Description : South Tarawa (in Gilbertese Tarawa Teinainano) is the capital and hub of the Republic of Kiribati and home to more than half of Kiribati's population. The South Tarawa population centre consists of all the small islets from Betio in the west to Bonriki and Tanaea in the north-east, connected by the South Tarawa main road, with a population of 56,388 as of 2015. Tarawa island is central to Kiribati mythology and culture, but life on South Tarawa was little different to that on other islands before it was selected in 1895 as the seat of colonial government for the Protectorate of the Gilbert and Ellice Islands. From 1906 to 1942, Ocean Island was the headquarter of the colony, then Funafuti because of the Japanese occupation of the Gilbert Islands until 1946, when it returned to Tarawa. Betio was the location of the Battle of Tarawa. In Kiribati mythology, Tarawa was the earth when the land, ocean and sky had not been cleaved yet by Nareau the spider. Thus after calling the sky karawa and the ocean marawa, he called the piece of rock that Riiki (another god that Nareau found) had stood upon when he lifted up the sky as, Tarawa. Nareau then created the rest of the islands in Kiribati and also Samoa.

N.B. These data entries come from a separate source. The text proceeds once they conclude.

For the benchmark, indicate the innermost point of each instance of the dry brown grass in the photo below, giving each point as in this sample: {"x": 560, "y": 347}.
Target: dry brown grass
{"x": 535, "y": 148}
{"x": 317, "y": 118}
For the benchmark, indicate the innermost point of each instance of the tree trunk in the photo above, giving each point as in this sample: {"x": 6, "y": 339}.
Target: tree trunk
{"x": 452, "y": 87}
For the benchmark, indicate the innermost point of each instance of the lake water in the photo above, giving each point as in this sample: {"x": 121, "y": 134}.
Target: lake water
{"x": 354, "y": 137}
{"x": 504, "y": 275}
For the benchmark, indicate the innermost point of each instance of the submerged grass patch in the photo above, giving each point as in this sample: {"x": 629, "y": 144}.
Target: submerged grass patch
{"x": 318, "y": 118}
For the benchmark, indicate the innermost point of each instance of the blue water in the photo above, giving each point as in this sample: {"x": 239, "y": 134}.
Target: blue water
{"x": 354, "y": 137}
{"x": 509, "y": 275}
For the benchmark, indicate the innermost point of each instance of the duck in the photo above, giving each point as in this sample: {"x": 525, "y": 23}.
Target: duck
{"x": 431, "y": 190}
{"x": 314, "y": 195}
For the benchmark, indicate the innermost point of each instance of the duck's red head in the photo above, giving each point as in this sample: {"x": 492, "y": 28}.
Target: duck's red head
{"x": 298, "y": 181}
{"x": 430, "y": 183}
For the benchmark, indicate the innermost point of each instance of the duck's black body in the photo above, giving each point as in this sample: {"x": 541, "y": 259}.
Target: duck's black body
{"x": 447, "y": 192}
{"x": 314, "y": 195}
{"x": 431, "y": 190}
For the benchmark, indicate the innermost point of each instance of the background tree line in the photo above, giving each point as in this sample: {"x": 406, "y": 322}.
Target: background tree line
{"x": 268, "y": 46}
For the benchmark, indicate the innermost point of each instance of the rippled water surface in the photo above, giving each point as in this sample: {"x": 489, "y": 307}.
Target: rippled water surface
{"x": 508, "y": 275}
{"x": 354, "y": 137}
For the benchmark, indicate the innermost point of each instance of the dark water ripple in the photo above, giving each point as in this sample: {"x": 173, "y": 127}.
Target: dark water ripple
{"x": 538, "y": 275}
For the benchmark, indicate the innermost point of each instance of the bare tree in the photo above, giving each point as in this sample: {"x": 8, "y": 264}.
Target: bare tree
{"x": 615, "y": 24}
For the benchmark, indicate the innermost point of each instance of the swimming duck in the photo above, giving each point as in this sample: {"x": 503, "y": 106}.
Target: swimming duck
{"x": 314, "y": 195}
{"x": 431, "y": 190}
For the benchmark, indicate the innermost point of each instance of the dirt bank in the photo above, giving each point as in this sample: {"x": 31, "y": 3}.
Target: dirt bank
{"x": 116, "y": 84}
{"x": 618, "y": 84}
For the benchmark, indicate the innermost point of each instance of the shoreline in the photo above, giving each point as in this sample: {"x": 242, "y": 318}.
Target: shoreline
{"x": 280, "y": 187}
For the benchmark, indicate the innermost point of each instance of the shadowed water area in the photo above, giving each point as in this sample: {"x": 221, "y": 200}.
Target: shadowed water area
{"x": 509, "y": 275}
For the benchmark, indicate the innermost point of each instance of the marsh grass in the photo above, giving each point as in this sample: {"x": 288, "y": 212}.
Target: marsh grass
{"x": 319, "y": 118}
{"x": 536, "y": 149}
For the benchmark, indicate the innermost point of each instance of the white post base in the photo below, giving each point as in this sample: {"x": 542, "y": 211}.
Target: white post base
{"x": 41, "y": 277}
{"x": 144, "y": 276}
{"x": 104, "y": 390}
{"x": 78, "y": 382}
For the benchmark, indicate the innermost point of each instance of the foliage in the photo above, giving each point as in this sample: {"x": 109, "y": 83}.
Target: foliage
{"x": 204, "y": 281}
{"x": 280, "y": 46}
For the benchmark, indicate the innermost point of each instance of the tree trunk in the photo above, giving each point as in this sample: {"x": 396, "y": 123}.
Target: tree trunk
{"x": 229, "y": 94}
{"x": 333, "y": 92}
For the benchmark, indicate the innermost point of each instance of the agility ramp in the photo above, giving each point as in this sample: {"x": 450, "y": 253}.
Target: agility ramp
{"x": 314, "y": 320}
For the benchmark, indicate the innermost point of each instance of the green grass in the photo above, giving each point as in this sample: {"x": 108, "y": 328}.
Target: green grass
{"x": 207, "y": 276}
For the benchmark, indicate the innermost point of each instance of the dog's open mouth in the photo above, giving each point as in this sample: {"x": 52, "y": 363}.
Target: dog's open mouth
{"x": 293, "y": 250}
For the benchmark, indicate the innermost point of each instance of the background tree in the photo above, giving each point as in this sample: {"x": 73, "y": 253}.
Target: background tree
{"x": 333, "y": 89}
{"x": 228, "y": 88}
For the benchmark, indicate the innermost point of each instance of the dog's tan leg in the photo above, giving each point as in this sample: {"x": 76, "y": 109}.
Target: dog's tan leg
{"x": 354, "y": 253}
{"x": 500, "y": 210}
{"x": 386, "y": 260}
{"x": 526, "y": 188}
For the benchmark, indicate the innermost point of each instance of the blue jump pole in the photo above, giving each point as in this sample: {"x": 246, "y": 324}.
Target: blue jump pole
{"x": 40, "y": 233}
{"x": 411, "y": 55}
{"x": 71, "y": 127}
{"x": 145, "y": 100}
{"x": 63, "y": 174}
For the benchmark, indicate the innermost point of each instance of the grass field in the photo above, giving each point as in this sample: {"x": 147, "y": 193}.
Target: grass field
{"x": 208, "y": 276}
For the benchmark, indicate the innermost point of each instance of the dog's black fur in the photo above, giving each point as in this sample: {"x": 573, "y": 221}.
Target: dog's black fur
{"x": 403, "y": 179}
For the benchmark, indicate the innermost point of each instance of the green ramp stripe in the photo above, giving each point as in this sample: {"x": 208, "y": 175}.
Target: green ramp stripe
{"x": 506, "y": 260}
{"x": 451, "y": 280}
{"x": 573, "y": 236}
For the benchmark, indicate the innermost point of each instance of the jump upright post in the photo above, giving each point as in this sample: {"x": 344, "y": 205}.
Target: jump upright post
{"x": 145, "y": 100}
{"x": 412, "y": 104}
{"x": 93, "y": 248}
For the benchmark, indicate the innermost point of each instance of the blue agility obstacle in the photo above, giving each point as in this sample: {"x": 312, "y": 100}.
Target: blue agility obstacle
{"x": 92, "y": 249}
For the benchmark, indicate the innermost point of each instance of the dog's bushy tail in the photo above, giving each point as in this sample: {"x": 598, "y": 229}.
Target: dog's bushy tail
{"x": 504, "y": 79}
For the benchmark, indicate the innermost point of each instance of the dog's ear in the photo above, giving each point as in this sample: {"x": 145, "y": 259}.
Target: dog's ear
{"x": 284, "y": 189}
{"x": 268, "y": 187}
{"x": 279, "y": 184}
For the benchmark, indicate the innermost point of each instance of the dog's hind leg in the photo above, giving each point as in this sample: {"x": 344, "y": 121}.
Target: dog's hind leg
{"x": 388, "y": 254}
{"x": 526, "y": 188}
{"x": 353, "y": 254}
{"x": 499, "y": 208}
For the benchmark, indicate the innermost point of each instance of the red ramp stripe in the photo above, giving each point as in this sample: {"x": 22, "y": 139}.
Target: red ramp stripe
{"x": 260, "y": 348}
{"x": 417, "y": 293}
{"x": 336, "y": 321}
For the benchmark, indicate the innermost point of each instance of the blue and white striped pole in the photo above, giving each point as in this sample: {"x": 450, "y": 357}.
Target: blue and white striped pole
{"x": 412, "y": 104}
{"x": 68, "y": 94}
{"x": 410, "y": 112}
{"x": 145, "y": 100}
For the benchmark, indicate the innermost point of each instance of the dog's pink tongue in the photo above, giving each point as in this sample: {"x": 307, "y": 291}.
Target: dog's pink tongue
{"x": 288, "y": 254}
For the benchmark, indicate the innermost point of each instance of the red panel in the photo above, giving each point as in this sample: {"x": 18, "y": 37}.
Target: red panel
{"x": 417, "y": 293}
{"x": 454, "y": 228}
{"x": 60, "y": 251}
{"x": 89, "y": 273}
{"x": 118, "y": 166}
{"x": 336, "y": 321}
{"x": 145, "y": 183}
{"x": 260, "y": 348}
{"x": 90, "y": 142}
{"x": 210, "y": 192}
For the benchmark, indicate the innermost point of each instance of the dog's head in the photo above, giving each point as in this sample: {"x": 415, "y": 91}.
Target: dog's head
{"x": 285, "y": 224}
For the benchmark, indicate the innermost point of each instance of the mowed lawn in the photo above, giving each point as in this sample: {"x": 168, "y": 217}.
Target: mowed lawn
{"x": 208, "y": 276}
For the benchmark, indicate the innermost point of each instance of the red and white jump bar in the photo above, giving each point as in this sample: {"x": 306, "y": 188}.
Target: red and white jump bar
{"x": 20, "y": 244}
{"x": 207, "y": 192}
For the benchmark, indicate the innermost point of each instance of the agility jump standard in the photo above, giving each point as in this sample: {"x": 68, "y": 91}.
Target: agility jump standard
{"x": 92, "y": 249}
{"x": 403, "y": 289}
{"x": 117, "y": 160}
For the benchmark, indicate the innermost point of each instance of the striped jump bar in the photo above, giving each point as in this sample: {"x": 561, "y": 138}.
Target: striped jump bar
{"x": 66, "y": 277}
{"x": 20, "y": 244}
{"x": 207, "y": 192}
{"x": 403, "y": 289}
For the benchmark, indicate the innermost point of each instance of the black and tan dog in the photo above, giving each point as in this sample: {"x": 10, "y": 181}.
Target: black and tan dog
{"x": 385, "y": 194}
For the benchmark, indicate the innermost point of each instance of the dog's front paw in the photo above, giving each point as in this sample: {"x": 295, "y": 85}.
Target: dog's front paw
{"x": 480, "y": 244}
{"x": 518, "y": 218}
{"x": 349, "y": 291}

Gilbertese arrived on these islands thousands of years ago, and there have been migrations to and from Kiribati since antiquity. Evidence from a range of sources, including carbon dating and DNA analyses, confirms that the exploration of the Pacific included settlement of the Gilbert Islands by around 200 BC. The people of Tungaru (native name of the Gilbertese) are still excellent seafarers, capable of making ocean crossings in locally made vessels using traditional navigation techniques. Thomas Gilbert, captain of the East India Company vessel Charlotte, was the first European to describe Tarawa, arriving on 20 June 1788. He did not land. He named it Matthew Island, after the owner of his ship Charlotte. He named the lagoon, Charlotte Bay. Gilbert's 1788 sketches survive.